At the suggestion of the U.S. Department of State, we open our program to Afghan male entrepreneurs.
We launch our first Race to Innovation and 12 semi-finalists--six Afghan, six Rwandan--receive technical advice from U.S. experts in their industries.
Bpeace works with three independent Afghan soccer ball producers to unite them under one export brand in the U.S. A unique fusion of volunteers, corporate partners, and soccer leagues provide guidance to bring these balls to market in 2010.
The Andrew Goodman Foundation names Bpeace CEO Toni Maloney to receive its Hidden Heroes Award.
The Bpeace Board elects Laurie Chock as Chairperson. She is a communications specialist and director of the documentary film THREAD—which follows five of the original Afghan businesswomen in the Bpeace program.
2010 – Ice cream in Butare, Entering Mazar
The Bpeace Board points to the future and creates a vision for One Million Jobs across 1,000 conflict-affected communities.
Bpeace Co-founder and CEO Toni Maloney attends the Presidential Summit on Entrepreneurship, one of the few U.S. non-profits represented among the 300 participants from 60 countries.
Brooklyn’s Blue Marble Ice Cream reaches out to Bpeace to help train the staff of their new Sweet Dreams shop in Butare—employing 10 women from a local drumming circle. Bpeace members travel to Rwanda to coach in finance and customer service.
Bpeace members travel to Mazar, Afghanistan to onboard 26 Fast Runner entrepreneurs in construction, food service, IT, and manufacturing into our three-year program. The new group includes three second-generation Fast Runners.
Bpeace fields its first expedition to El Salvador to meet with government, non-profit and business influentials.
The Clinton Global Initiative extends an invitation to Bpeace to make a commitment at its annual meeting.

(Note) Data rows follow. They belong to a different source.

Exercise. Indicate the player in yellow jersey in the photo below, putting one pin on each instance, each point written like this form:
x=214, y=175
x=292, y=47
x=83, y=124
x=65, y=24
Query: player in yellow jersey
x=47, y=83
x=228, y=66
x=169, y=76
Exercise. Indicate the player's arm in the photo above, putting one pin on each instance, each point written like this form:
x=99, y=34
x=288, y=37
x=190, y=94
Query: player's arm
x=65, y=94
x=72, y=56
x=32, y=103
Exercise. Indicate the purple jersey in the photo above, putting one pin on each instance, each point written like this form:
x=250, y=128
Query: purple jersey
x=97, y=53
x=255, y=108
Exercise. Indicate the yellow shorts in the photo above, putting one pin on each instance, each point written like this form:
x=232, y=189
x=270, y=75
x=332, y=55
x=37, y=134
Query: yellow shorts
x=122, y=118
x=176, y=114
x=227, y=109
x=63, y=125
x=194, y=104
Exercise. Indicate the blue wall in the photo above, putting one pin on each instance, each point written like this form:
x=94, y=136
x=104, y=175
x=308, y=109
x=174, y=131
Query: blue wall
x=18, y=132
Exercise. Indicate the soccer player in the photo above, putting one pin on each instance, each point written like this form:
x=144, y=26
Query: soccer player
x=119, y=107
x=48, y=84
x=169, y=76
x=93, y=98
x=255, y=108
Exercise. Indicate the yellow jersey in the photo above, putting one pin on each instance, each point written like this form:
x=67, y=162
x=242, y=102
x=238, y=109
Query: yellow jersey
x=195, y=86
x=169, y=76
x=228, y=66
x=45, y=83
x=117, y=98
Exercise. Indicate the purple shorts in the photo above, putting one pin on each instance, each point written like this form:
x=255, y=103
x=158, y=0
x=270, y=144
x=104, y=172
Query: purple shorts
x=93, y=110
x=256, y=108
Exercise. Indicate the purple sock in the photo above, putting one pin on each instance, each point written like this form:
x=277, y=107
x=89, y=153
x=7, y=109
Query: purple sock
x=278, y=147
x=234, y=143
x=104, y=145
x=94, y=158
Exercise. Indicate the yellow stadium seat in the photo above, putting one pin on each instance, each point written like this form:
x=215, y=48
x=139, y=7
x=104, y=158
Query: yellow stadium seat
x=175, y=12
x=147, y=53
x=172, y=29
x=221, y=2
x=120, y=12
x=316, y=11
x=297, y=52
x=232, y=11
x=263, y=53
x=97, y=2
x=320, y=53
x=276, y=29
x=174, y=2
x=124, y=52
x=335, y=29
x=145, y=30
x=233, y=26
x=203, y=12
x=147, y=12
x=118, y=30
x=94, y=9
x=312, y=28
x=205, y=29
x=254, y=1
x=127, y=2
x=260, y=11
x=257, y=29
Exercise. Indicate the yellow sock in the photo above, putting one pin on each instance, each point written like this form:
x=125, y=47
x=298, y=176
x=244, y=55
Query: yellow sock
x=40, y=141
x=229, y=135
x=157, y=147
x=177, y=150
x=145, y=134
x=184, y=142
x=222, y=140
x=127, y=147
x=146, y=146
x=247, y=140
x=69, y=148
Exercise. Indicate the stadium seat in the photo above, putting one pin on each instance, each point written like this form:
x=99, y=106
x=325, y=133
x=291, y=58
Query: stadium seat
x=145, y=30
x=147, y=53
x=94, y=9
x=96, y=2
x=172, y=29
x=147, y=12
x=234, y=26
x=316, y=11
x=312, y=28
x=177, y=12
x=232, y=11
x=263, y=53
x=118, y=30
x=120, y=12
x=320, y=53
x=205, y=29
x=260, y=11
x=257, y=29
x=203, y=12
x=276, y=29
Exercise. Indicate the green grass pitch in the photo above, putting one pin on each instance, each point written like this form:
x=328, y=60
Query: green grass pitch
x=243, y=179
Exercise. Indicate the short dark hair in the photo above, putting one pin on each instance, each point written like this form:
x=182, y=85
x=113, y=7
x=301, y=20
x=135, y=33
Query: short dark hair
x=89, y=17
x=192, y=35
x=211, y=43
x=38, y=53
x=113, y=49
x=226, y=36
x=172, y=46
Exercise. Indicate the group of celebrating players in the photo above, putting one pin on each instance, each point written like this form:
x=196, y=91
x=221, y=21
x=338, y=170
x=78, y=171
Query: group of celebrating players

2011 – Expanding into El Salvador, Rwandans Road Tripping to the U.S.
Four Rwandan Fast Runners pay their own way and travel to the U.S. in a Bpeace-orchestrated Road Trip for them to apprentice on the job at U.S. firms. Ritz-Carlton is among the Host Companies.
Citi Foundation gives us the seed grant to launch our Fast Runner program in El Salvador. Within a few months we have onboarded food processing, shoe manufacturing, clothing manufacturing and restaurant businesses.
Bpeace Traveling Mentors arrive in Dubai to coach a group of our Afghan Fast Runners, hosted by Dubai Women's College.
We win a fourth grant from the U.S. Department of State Bureau of Citizens Exchanges to bring 30 Afghan entrepreneurs to apprentice in the U.S. in 2012 and 2013.
2012 -- Salvadoran Job Growth, Afghan Tech Sector, Rwandan Film Industry
After one year in the Bpeace program, the average Salvadoran Fast Runner posts 10% job growth.
In partnership with the U.S. Department of State Professional Exchanges, we bring Afghan technology entrepreneurs to the U.S. to apprentice at Host Companies including PricewaterhouseCoopers, Three Ships Media, High Point Solutions, Outright.com and Gartner Inc.
Inflatable Film and Bpeace form an alliance to help accelerate the growth of the Rwanda Film Industry.
Bpeace CEO Toni Maloney, named a Purpose Prize Finalist.
The Bpeace Board of Directors elects Kate Buggeln as its Chairperson. Kate is a business growth strategist with a strong retail background and sits on several corporate boards including Ascena Retail Group, Noble Biomaterials, and Vitamin Shoppe.